Audio-dependence

So, I’ve got this hypothesis that people whom I used to call “instinct-driven” are actually audio dependent in that hearing and speech are their sole source of information. Imagine GIGO ala Siri or blindness before Braille got invented. (Fun fact. Some sounds that cannot be picked up by the human ear are registered by the skin, the locus of the sense of touch).

If the visually impaired are dyslexic, there is a practical reason for it. But, what about dyslexic whose vision is perfect? And what about people who read without comprehension because the written word does not register? Are such people audio dependent to compensate for an inability to translate and comprehend symbolic information and images?

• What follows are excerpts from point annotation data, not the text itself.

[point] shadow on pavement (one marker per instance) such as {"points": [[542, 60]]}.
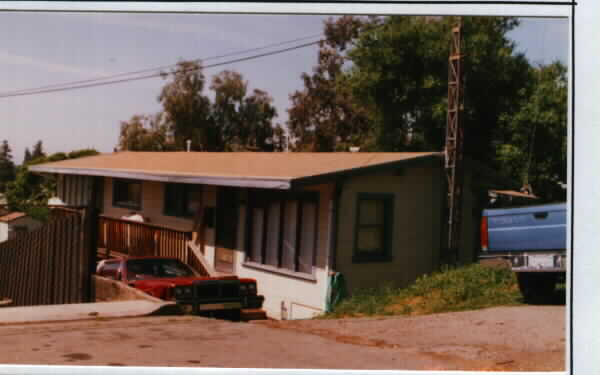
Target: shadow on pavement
{"points": [[558, 298]]}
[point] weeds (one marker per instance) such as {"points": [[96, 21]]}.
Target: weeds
{"points": [[452, 289]]}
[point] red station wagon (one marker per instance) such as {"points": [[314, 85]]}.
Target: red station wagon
{"points": [[171, 279]]}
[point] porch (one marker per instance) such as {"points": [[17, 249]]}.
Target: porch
{"points": [[122, 237]]}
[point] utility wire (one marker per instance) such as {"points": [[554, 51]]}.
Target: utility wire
{"points": [[158, 71]]}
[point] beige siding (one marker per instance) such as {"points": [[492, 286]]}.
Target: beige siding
{"points": [[75, 190], [286, 296], [152, 205]]}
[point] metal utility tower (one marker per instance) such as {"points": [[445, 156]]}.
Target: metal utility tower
{"points": [[454, 144]]}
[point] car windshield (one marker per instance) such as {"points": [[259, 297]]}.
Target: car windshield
{"points": [[141, 269]]}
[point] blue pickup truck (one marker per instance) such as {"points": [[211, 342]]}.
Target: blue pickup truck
{"points": [[533, 239]]}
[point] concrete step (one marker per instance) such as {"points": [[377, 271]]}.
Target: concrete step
{"points": [[253, 314]]}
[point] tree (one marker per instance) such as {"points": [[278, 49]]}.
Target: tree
{"points": [[7, 166], [27, 156], [235, 121], [38, 150], [144, 133], [534, 150], [400, 71], [187, 110], [244, 121], [325, 116]]}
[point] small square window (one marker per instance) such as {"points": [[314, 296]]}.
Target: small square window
{"points": [[181, 200], [373, 231], [127, 194]]}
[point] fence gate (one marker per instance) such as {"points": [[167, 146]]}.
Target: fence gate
{"points": [[51, 265]]}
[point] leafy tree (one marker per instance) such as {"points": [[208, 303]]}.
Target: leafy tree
{"points": [[144, 133], [27, 156], [244, 121], [187, 110], [235, 120], [534, 150], [325, 116], [7, 166], [400, 70], [30, 192], [38, 150]]}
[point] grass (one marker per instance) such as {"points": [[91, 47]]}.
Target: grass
{"points": [[452, 289]]}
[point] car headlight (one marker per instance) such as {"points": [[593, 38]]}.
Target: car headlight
{"points": [[183, 291]]}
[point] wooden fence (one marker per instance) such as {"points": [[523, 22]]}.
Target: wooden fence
{"points": [[51, 265], [119, 237]]}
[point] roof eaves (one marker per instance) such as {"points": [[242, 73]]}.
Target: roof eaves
{"points": [[326, 177], [267, 183]]}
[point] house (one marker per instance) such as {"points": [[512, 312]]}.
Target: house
{"points": [[12, 223], [289, 220]]}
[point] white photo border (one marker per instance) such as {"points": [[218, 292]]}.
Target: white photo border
{"points": [[583, 278]]}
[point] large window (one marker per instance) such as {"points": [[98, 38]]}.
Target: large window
{"points": [[127, 194], [181, 200], [373, 232], [282, 230]]}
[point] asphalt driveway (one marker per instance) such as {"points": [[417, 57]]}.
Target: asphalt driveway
{"points": [[508, 338]]}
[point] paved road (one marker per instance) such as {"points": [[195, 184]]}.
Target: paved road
{"points": [[511, 338]]}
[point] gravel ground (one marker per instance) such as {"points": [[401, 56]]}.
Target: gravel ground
{"points": [[523, 338]]}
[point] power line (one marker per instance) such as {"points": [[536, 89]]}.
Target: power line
{"points": [[158, 71]]}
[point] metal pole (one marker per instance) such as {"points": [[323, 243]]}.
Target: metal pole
{"points": [[454, 145]]}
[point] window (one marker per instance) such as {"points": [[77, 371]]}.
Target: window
{"points": [[181, 200], [127, 194], [373, 234], [282, 230]]}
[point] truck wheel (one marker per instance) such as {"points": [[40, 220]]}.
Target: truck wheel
{"points": [[536, 287], [233, 315]]}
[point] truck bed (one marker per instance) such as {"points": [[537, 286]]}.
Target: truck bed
{"points": [[531, 228]]}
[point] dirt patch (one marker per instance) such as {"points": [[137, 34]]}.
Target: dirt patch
{"points": [[523, 338]]}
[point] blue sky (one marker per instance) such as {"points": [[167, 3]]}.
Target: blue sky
{"points": [[45, 48]]}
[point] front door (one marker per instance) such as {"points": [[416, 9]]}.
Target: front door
{"points": [[226, 231]]}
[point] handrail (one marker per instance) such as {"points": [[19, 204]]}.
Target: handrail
{"points": [[195, 251], [151, 225]]}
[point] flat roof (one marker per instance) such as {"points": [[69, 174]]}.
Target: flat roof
{"points": [[278, 170]]}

Does this account, for a current example, for why Republican legislators claim a document says one thing, and some even admit to not having read it, and people who do read it come away knowing it says something else. Is that simply evidence of widespread dyslexia among people whose verbal skills have not only compensated for a deficit, but advanced them socially?

We have a Board of seven County Commissioners who do not read. Indeed, some of them have difficulty actually reading the motions they are supposed to make before they vote. Our most recent addition, a retired lung surgeon, asks members of the public to provide information in capsule form. I’m reminded that the illegible writing of medicalmen used to be legend. Perhaps it was not evidence of a lack of manual dexterity, but of a lack of reading and writing comprehension.

Reading and writing are, after all, very different from hearing and speaking. Perhaps it is because they are lodged in different parts of the brain. Perhaps the incorporation of the tactile sense in operating computers is what is making a sort of reconnection possible — a reconnection of cranial functions that were perhaps severed by an accident at birth.

For one of our children, the computer keyboard deffinitely served to compensate for a deficit in the small muscle control required to hold a pencil/pen and write legibly. His failed efforts were another lesson in the error of the claim that anyone could do anything, if he just tries hard enough. If the functionality is not present, a skill cannot be learned. But, there are compensatory strategies for most, if the community makes them avaiable.

Would the spouse have become an author, if he had not learned to use a typewriter?

History is his story as recited over and over again.

In the modern world, the person who cannot read and write is lost. If he is angry, it is probably because he is so often wrong. Self-delusion is small comfort.